Initially thinking that the church would take the buckets to a drop-off location, Ressman said he ultimately volunteered it to become a temporary drop-off point for Church World Service, one of just two on Long Island. Seven local Indian churches helped in the effort, he said, as members showed up at the corner of Princeton Street and Morris Avenue with 100 buckets. Other churches in the area have dropped off about 300 smaller hygiene kits, Ressman said, which include Band-Aids, toothbrushes, towels, nail clippers and combs.
“People want to do something,” he said, “especially when you feel so powerless to make any change and to help people in a substantial way.”
The church sends hygiene kits to CWS every year, according to Leigh Latimer, chairwoman of the church’s Board of Missions, but filling the buckets over the span of a few weeks brought a new collaborative effort to the congregation of roughly 60 people. After a late-September Sunday service, members completed their work.
“To see our sanctuary filled with buckets and hygiene kits has just been really heartwarming,” Latimer said. “I can’t even really put it into words how it’s made us feel. We’re really contributing in a very specific way for people who are so far away, and you feel hopeless.”

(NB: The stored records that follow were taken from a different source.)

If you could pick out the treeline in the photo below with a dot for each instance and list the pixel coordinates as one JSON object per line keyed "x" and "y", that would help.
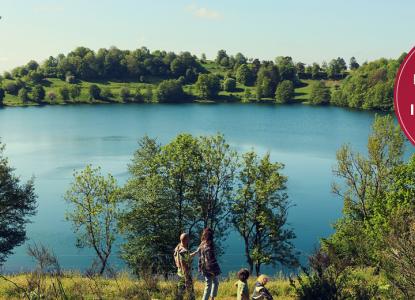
{"x": 170, "y": 77}
{"x": 370, "y": 86}
{"x": 184, "y": 186}
{"x": 377, "y": 229}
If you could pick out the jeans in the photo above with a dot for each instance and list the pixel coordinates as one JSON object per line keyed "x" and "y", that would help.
{"x": 184, "y": 286}
{"x": 211, "y": 287}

With 130 buckets occupying the pews on Oct. 5, and about 50 more — along with 200 hygiene kits — expected to arrive from St. Albans Congregational Church in Queens, that hope was renewed. A CWS truck was set to arrive on Wednesday, Ressman said, to collect the donations, CWS has already helped victims of Hurricane Irma and Hurricane Maria in Florida and Puerto Rico.
Ressman also noted that the church would be hiring workers from Freeport Trailer — an organization that provides an accessible, safe place for low-wage workers and immigrants to connect with contractors — to load the buckets onto the truck. “We just kind of extend the ministry from something disastrous to try to make something good out of it,” he said.
Latimer added, “It’s really inspiring to see our mission and our faith come together in such a practical, concrete way.”